Note the “harmful to private insurers” remark comes first before she mentions “consumers.” What about patients? What about Oklahomans who pay exorbitant amounts of money for lousy insurance coverage so companies can earn more profits? Does Fallin care about them? Does she really believe her party’s free-market-at-any-cost philosophy about medical care will result in a better system? It hasn’t so far. The U.S. ranks extremely low in medical outcomes and highest in costs when compared to other industrialized countries. Oklahoma, in particular, has poor medical outcomes.

In a direct challenge, the U.S. Department of Health and Human Services argued the new rule lowers health insurance costs for people and that has already been proven true in states where companies have adopted the 80-20 rule.

There’s not much Fallin and the GOP can do about the Affordable Care Act but hope the U.S. Supreme Court rules it unconstitutional or that the country elects a Republican president in November and also elects GOP majorities in both the House and Senate. Meanwhile, Oklahoma officials should abide by the new rules. The old rules didn’t work. Give the new rules a chance. Let’s see what happens.

Fallin’s Choice

Image of Picasso work

Whatever people might think about the specific decision by state officials to remove birth as a qualifying event for health insurance, it should serve as a reminder that our medical system remains relentlessly ruthless.

Gov. Mary Fallin, according to a media report, recently signed the rule as requested by the office of State Insurance Commissioner John Doak. Fallin’s office said the reason was to entice health insurance companies who offer policies for children to come back to do business in Oklahoma. The companies stopped offering child policies in Oklahoma because of the “president’s health plan,” according to Fallin’s office.

Fallin spokesperson Alex Wentz was quoted this way about the issue: “We think it will get more kids covered. It's not perfect, but honestly, we view it as cleaning up a mess made by the Obama administration."

So in other words some of the youngest and sickest children will go uncovered, but other, presumably healthier children will get insurance coverage. It resembles the plot of the movie Sophie’s Choice in its calculation: choose one child over another child.

Whether Fallin and Doak are making a prudent decision or not misses the larger point that the profits of health insurance companies continue to dictate major aspects of our medical system. Health insurance companies, of course, want to insure the healthiest people in our society and not insure unhealthy people, such as premature babies, who require extensive medical attention. It’s a calculated business model.

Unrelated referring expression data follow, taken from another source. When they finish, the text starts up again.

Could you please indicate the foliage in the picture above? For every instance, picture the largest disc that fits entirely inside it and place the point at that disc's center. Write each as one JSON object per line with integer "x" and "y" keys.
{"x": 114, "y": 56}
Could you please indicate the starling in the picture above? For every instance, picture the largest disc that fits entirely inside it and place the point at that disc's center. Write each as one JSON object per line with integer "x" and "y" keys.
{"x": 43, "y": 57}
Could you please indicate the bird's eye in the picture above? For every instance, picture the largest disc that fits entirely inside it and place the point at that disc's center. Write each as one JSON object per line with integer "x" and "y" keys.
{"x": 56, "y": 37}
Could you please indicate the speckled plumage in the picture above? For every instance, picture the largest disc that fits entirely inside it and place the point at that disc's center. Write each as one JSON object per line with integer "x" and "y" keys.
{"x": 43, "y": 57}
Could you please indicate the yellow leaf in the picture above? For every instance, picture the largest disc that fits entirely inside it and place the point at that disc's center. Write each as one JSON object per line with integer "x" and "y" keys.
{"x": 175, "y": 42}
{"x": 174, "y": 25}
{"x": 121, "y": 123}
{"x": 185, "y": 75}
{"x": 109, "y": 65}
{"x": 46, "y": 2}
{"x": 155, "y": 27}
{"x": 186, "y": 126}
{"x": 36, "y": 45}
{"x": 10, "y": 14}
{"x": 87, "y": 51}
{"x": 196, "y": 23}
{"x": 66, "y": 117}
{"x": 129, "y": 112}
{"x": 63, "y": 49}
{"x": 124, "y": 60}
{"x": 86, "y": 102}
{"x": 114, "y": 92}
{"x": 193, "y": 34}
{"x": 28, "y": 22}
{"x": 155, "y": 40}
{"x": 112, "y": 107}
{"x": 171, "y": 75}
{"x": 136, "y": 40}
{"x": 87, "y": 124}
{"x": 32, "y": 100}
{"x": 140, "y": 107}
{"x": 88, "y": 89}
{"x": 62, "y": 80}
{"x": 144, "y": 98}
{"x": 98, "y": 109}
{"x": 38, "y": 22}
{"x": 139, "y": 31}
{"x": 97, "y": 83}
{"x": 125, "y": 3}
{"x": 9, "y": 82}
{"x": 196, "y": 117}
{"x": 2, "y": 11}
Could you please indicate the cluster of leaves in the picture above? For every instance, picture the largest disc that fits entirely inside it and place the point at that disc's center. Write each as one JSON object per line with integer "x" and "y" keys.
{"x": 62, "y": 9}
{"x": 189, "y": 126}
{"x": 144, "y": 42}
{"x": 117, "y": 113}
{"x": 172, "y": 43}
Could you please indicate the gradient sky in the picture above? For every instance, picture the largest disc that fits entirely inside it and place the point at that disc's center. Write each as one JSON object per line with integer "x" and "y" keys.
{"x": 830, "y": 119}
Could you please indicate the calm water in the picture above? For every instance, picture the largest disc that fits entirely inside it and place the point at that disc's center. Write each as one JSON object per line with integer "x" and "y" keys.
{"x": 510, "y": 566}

It also shows how broken our health care system remains even after the Affordable Care Act, which strives to increase insurance coverage in the nation, thus eventually lowering costs for everyone. The problem, of course, is that ACA—primarily because of Republican opposition—didn’t include a public option for coverage, which would have eliminated the need for Fallin and Doak to make this stark decision in the first place.

The Oklahoma Hospital Association and the Oklahoma Institute for Child Advocacy oppose the rule change, according to the media report, but these issues will continue to perplex our culture as long as insurance companies are allowed to dictate winners and losers in our health care system. It’s a terrible and costly system. When we cater to it, our costs go up and the level of care does down.